(SeaPRwire) – Wenn du auf ein klares Ende der Geschichte der Vince Gilligan suchst, liefert das Finale der ersten Staffel der Serie „La Chica o El Mundo“ nicht ganz alle Antworten. Stattdessen konzentriert sich das Finale des spannenden Dramas auf eine viel emotionalere Geschichte, die Carol (Rhea Seehorn) zu einer großen Erleuchtung führt – was zu einer AbschlussSzene führt, die die zweite Staffel für eine ganz andere Art von Show vorbereitet. Während die neun Episoden der ersten Staffel von Pluribus einen langsamen Aufbau darstellten, könnte der letzte Moment des Finales darauf hindeuten, dass Season 2 sehr anders aussehen wird.
Hier ist der Grund, warum Carol’s endgültige Entscheidung von Anfang an in die Show eingebaut war, und wie sie wahrscheinlich zu einer Season 2 mit völlig anderen Einsätzen führt. Spoiler voraus.
Interessanterweise fühlten sich die Einsätze der Serie während der gesamten ersten Staffel von Pluribus fast nie mit der Frage verbunden, ob Carol diese massive Veränderung, die den größten Teil der Menschheit getroffen hat, rückgängig machen würde oder könnte – trotz ihrer anfänglichen Widerstandskraft gegen den Schwarmgeist der Joining. Tatsächlich schien Carol nach Episode 7 und bis fast zum Ende von Episode 9 eher zufrieden zu sein, einfach mit dem neuen Status quo zu leben, solange sie ihre eigene Individualität behalten konnte. Sogar die extremen Dränge von Manousos (Carlos Manuel Vesga) beeinflussen Carol während des größten Teils von Episode 9 nicht, selbst wenn er sie herausfordert, ihre Prioritäten zu klären. Die Frage, ob sie lieber „das Mädchen kriegen oder die Welt retten“ möchte, stellt Carol eindeutig vor eine Wahl: Entweder sie ist damit einverstanden, dass Zosia (Karolina Wydra) Teil eines Schwarmgeistes ist – und gleichzeitig ihre Geliebte –, oder nicht.

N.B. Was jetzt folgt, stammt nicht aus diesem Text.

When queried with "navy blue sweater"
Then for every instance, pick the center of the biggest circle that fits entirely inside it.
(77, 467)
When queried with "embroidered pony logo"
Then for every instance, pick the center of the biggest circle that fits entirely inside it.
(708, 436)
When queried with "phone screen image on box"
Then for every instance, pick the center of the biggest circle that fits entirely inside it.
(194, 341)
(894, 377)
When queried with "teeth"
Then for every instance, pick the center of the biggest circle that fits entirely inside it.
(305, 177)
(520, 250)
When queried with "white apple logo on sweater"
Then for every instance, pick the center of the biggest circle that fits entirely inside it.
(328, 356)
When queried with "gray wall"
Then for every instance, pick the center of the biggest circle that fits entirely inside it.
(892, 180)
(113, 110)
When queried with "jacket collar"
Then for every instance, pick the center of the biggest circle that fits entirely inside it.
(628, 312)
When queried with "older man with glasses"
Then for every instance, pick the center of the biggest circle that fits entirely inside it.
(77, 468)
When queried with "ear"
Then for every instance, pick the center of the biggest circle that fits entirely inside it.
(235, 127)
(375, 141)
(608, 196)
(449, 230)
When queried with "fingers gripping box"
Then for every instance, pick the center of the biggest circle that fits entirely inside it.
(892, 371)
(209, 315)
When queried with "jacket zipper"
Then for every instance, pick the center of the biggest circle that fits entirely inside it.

Manousos’s extreme Versuche, die Joining zu brechen – was mit Funkfrequenzen zu tun hat und anscheinend einen fast tödlichen Herzinfarkt auslöst – sind für Carol viel zu extrem. Früher in der Serie sahen wir sie mit Schuld kämpfen, weil ihre Ausbrüche verschiedene Traumata und Todesfälle unter dem Schwarmgeist von And verursacht haben. Und während des größten Teils von Episode 9 scheint sie Manousos als eine extreme Version ihres früheren Fanatismus zu betrachten. Als Antwort auf seine Frage „das Mädchen oder die Welt“ scheint Carol das Mädchen zu wählen.
Das ist so, bis sie entdeckt, dass die Others ihre gefrorenen Eier haben – ein Detail, das sowohl angedeutet als auch in dieser Episode enthüllt wird. Die Others planen, Carols T-Zellen aus diesen Eiern zu extrahieren und damit eine Formel herzustellen, die sie mit dem Rest der Others verbinden wird. Und dieser Schritt geht für Carol zu weit. Selbstsüchtig betrachtet kann sie damit leben, dass der Rest der Welt Teil eines Schwarmgeistes ist. Aber wenn die Others planen, sie umzuwandeln, ist das zu viel.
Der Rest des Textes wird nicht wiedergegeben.